II. Legal Standard
“Spoliation refers to the destruction or material alteration of evidence or to the failure to preserve property for another's use as evidence in pending or reasonably foreseeable litigation.” Silvestri v. General Motors Corp., 271 F.3d 583, 590 (4th Cir. 2001). Spoliation is governed by both the Federal Rules of Civil Procedure as well as the inherent authority possessed by federal courts. (Id.).

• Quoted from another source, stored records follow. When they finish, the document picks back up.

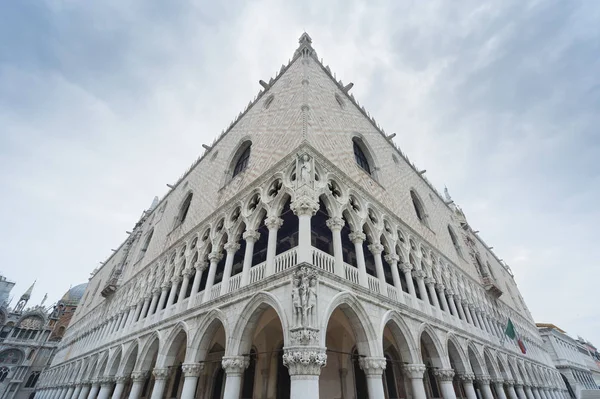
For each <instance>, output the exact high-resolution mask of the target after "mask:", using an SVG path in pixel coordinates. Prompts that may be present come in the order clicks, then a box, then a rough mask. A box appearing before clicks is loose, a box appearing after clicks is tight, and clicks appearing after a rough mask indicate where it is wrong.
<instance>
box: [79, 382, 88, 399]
mask: <svg viewBox="0 0 600 399" xmlns="http://www.w3.org/2000/svg"><path fill="white" fill-rule="evenodd" d="M90 388H91V384H90V383H89V382H88V381H86V382H84V383H83V385H82V386H81V391H79V396H78V398H77V399H87V397H88V395H89V394H90Z"/></svg>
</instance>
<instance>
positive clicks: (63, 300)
mask: <svg viewBox="0 0 600 399" xmlns="http://www.w3.org/2000/svg"><path fill="white" fill-rule="evenodd" d="M86 287H87V283H83V284H79V285H76V286H75V287H72V288H71V289H69V291H67V292H66V293H65V295H63V297H62V298H61V302H69V303H71V304H74V305H75V304H77V303H79V301H80V300H81V298H82V297H83V293H84V292H85V288H86Z"/></svg>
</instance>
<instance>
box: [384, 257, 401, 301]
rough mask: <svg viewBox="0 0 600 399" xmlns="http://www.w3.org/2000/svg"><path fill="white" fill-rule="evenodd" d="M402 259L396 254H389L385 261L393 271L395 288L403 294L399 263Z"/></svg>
mask: <svg viewBox="0 0 600 399" xmlns="http://www.w3.org/2000/svg"><path fill="white" fill-rule="evenodd" d="M399 260H400V257H399V256H398V255H396V254H395V253H391V254H387V255H386V256H385V261H386V262H387V263H388V264H389V265H390V268H391V269H392V280H393V281H394V287H396V290H397V291H398V292H402V281H401V280H400V273H398V261H399Z"/></svg>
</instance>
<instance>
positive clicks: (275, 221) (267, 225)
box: [265, 216, 283, 230]
mask: <svg viewBox="0 0 600 399" xmlns="http://www.w3.org/2000/svg"><path fill="white" fill-rule="evenodd" d="M282 225H283V219H281V218H278V217H277V216H269V217H268V218H266V219H265V226H267V228H268V229H269V230H279V228H280V227H281V226H282Z"/></svg>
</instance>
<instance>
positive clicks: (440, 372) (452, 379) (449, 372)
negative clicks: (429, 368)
mask: <svg viewBox="0 0 600 399" xmlns="http://www.w3.org/2000/svg"><path fill="white" fill-rule="evenodd" d="M433 374H435V375H436V376H437V377H438V379H439V380H440V381H452V380H453V379H454V370H453V369H437V370H434V371H433Z"/></svg>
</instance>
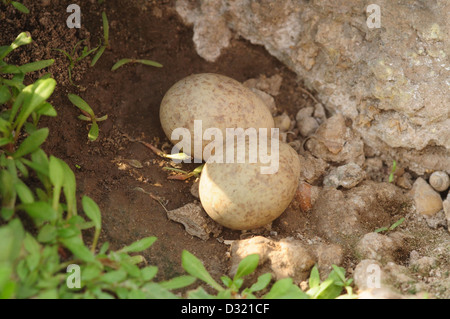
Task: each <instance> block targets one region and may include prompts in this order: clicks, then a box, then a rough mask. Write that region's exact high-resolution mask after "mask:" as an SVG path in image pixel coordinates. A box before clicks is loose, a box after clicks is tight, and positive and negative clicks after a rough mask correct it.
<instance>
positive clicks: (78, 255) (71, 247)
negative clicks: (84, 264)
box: [60, 236, 95, 262]
mask: <svg viewBox="0 0 450 319" xmlns="http://www.w3.org/2000/svg"><path fill="white" fill-rule="evenodd" d="M60 241H61V243H62V244H63V245H64V246H65V247H66V248H67V249H69V250H70V251H71V252H72V254H74V255H75V257H77V258H79V259H81V260H83V261H85V262H94V261H95V257H94V254H93V253H92V252H91V251H90V250H89V249H88V248H87V247H86V246H85V245H84V242H83V240H82V239H81V238H80V237H78V236H75V237H70V238H62V239H60Z"/></svg>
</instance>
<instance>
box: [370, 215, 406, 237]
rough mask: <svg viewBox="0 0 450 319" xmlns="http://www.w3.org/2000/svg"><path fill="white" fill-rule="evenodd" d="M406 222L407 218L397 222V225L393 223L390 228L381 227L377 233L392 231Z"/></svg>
mask: <svg viewBox="0 0 450 319" xmlns="http://www.w3.org/2000/svg"><path fill="white" fill-rule="evenodd" d="M404 221H405V218H404V217H402V218H400V219H399V220H397V221H396V222H395V223H393V224H392V225H391V226H390V227H381V228H378V229H376V230H375V233H381V232H385V231H392V230H394V229H396V228H397V227H398V226H400V225H401V224H402V223H403V222H404Z"/></svg>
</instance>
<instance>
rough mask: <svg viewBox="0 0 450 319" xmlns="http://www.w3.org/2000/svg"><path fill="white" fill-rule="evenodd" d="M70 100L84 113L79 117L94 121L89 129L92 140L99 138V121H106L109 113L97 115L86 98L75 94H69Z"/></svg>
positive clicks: (107, 117)
mask: <svg viewBox="0 0 450 319" xmlns="http://www.w3.org/2000/svg"><path fill="white" fill-rule="evenodd" d="M68 97H69V100H70V102H72V103H73V104H74V105H75V106H76V107H78V108H79V109H80V111H81V112H82V113H83V114H81V115H79V116H78V118H79V119H80V120H82V121H87V122H92V125H91V128H90V130H89V134H88V138H89V140H90V141H95V140H97V138H98V133H99V128H98V122H101V121H105V120H106V119H108V115H104V116H102V117H97V116H96V115H95V113H94V111H93V110H92V108H91V107H90V106H89V104H87V103H86V101H85V100H83V99H82V98H81V97H79V96H78V95H75V94H69V95H68Z"/></svg>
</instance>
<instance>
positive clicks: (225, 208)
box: [160, 73, 300, 230]
mask: <svg viewBox="0 0 450 319" xmlns="http://www.w3.org/2000/svg"><path fill="white" fill-rule="evenodd" d="M160 120H161V125H162V128H163V130H164V132H165V134H166V135H167V137H168V138H169V139H170V140H171V142H172V143H174V144H177V143H179V140H177V139H176V138H179V136H176V138H172V133H173V132H174V131H175V130H176V129H179V128H182V129H185V130H187V131H188V132H189V133H190V134H189V135H190V138H191V141H190V144H189V145H190V146H191V147H190V149H183V150H182V151H183V152H184V153H186V154H188V155H192V156H194V155H195V157H197V158H198V159H201V160H204V161H206V163H205V165H204V167H203V170H202V173H201V176H200V184H199V196H200V201H201V203H202V206H203V208H204V209H205V211H206V213H207V214H208V215H209V216H210V217H211V218H212V219H213V220H215V221H216V222H217V223H219V224H221V225H223V226H225V227H227V228H231V229H237V230H249V229H254V228H258V227H262V226H264V225H266V224H268V223H270V222H272V221H273V220H275V219H276V218H277V217H279V216H280V215H281V214H282V213H283V212H284V210H285V209H286V208H287V207H288V206H289V204H290V202H291V201H292V199H293V197H294V195H295V192H296V190H297V186H298V179H299V175H300V161H299V158H298V154H297V153H296V151H295V150H294V149H292V148H291V147H290V146H289V145H288V144H286V143H283V142H281V141H279V140H278V139H276V140H275V139H274V138H272V136H271V129H273V128H274V120H273V117H272V115H271V113H270V111H269V109H268V108H267V106H266V105H265V104H264V102H263V101H262V100H261V99H260V98H259V97H258V96H256V95H255V94H254V93H253V92H252V91H251V90H250V89H248V88H247V87H245V86H244V85H242V84H241V83H240V82H238V81H236V80H234V79H231V78H229V77H226V76H223V75H219V74H213V73H203V74H194V75H191V76H188V77H186V78H184V79H182V80H180V81H179V82H177V83H176V84H174V85H173V86H172V87H171V88H170V89H169V90H168V91H167V93H166V94H165V96H164V98H163V100H162V102H161V107H160ZM199 120H200V121H201V122H200V123H201V127H202V131H206V130H207V129H210V128H211V129H214V130H215V132H217V131H218V132H219V133H220V134H219V135H220V136H221V137H223V139H222V141H219V142H223V148H215V150H219V151H217V152H215V153H214V152H212V153H207V152H204V150H205V148H207V147H208V145H211V140H206V139H203V138H202V139H201V142H198V141H197V149H194V146H195V143H196V142H195V141H194V138H198V132H197V131H198V128H196V127H195V124H196V122H197V123H199V122H198V121H199ZM227 129H242V130H247V129H254V130H255V131H256V132H258V133H259V132H264V130H262V131H260V130H259V129H266V132H267V135H265V136H262V135H261V134H258V135H257V137H258V141H259V140H260V139H261V138H263V137H264V138H265V137H266V136H267V138H266V139H262V141H265V140H267V145H266V147H265V152H263V151H262V149H261V148H260V149H258V150H259V156H255V157H253V158H251V157H250V155H249V154H252V153H251V150H250V144H251V143H252V140H251V139H250V138H249V137H247V138H246V137H244V139H243V140H241V142H242V141H244V150H245V156H244V158H242V157H241V158H240V160H239V159H238V158H237V156H238V152H239V151H238V148H239V147H240V145H239V144H238V142H236V143H231V144H228V143H226V142H228V141H226V142H225V137H226V136H227V134H226V133H227ZM196 130H197V131H196ZM201 134H203V132H201ZM201 136H203V135H201ZM214 136H215V138H216V139H217V138H218V135H214ZM233 140H234V137H233ZM214 142H217V141H214ZM253 142H254V141H253ZM200 143H201V152H198V151H199V150H200ZM186 145H188V144H186ZM229 145H231V146H229ZM227 146H228V148H229V147H231V148H233V150H232V151H233V152H232V153H234V154H233V155H231V156H233V157H232V158H231V159H230V158H226V156H224V155H225V154H226V155H228V154H229V153H227V152H228V151H229V149H228V148H227ZM258 146H261V145H260V144H259V143H258ZM272 146H274V147H272ZM206 154H214V156H215V157H214V158H215V160H212V155H208V156H206ZM261 154H263V155H262V156H261ZM199 157H201V158H199ZM221 159H222V160H221ZM269 159H270V160H271V161H274V162H273V163H268V160H269ZM268 165H272V166H271V167H272V168H274V169H272V171H270V169H268ZM265 169H266V171H264V170H265Z"/></svg>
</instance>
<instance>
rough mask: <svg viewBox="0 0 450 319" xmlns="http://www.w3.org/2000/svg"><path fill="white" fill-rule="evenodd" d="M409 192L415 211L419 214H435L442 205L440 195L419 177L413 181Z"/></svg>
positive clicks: (440, 197) (438, 211) (422, 179)
mask: <svg viewBox="0 0 450 319" xmlns="http://www.w3.org/2000/svg"><path fill="white" fill-rule="evenodd" d="M411 193H412V196H413V199H414V204H415V206H416V211H417V212H418V213H419V214H421V215H426V216H432V215H435V214H436V213H437V212H439V211H440V210H441V209H442V207H443V206H442V199H441V195H439V193H437V192H436V191H435V190H434V189H433V188H432V187H431V186H430V185H428V183H427V182H426V181H425V180H424V179H423V178H421V177H419V178H418V179H416V181H415V182H414V185H413V188H412V190H411Z"/></svg>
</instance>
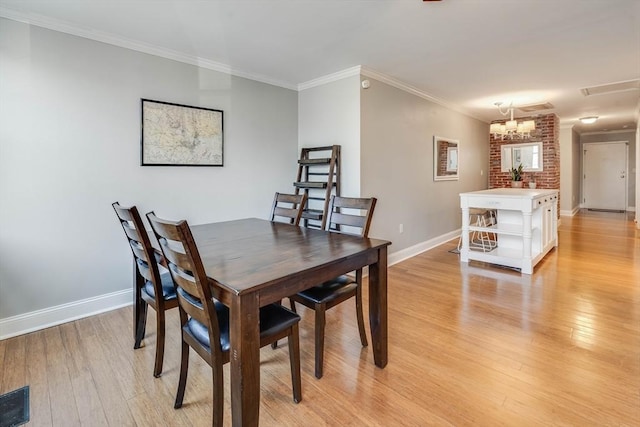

Recognizing “the serious problems resulting from the continued exponential growth in the volume of [ESI],” the Supreme Court promulgated Rule 37(e) in 2015. Fed. R. Civ. P. 37(e), advisory committee's note to 2015 amendment. The rule “authorizes and specifies measures a court may employ if information that should have been preserved is lost, and specifies the findings necessary to justify those measures.” (Id.). As such, it “forecloses reliance on inherent authority or state law to determine when certain measures should be used.” (Id.). Rule 37(e) in its current form reads as follows:
(e) Failure to Preserve Electronically Stored Information. If electronically stored information that should have been preserved in the anticipation or conduct of litigation is lost because a party failed to take reasonable steps to preserve it, and it cannot be restored or replaced through additional discovery, the court:
(1) upon finding prejudice to another party from loss of the information, may order measures no greater than necessary to cure the prejudice; or
(2) only upon finding that the party acted with the intent to deprive another party of the information's use in the litigation may:
(A) presume that the lost information was unfavorable to the party;
(B) instruct the jury that it may or must presume the information was unfavorable to the party; or
(C) dismiss the action or enter a default judgment.
In short, the rule requires four elements to determine whether spoliation of ESI has occurred: (1) ESI should have been preserved in the anticipation or conduct of litigation; (2) it was lost; (3) the loss occurred because a party failed to take reasonable steps to preserve it; and (4) it cannot be restored or replaced through additional discovery. “The movant has the burden of proving all [four pf the predicate] elements of Rule 37(e).” Packrite, LLC v. Graphic Packaging Int'l, LLC, 2020 WL 7133806 at *3 (M.D.N.C. Dec. 10, 2020) (quoting Global Hookah Distribs., Inc. v. Avior, Inc., 2020 WL 4349841 at *11 (W.D.N.C. July 29, 2020)).
If spoliation has occurred, Rule 37(e)(1) provides that the Court, “upon finding prejudice to another party from loss of the information, may order measures no greater than necessary to cure the prejudice.” A district court has “broad discretion in choosing an appropriate sanction for spoliation,” but such sanction must be “molded to serve the prophylactic, punitive, and remedial rationales underlying the spoliation doctrine.” Silvestri, 271 F.3d at 590.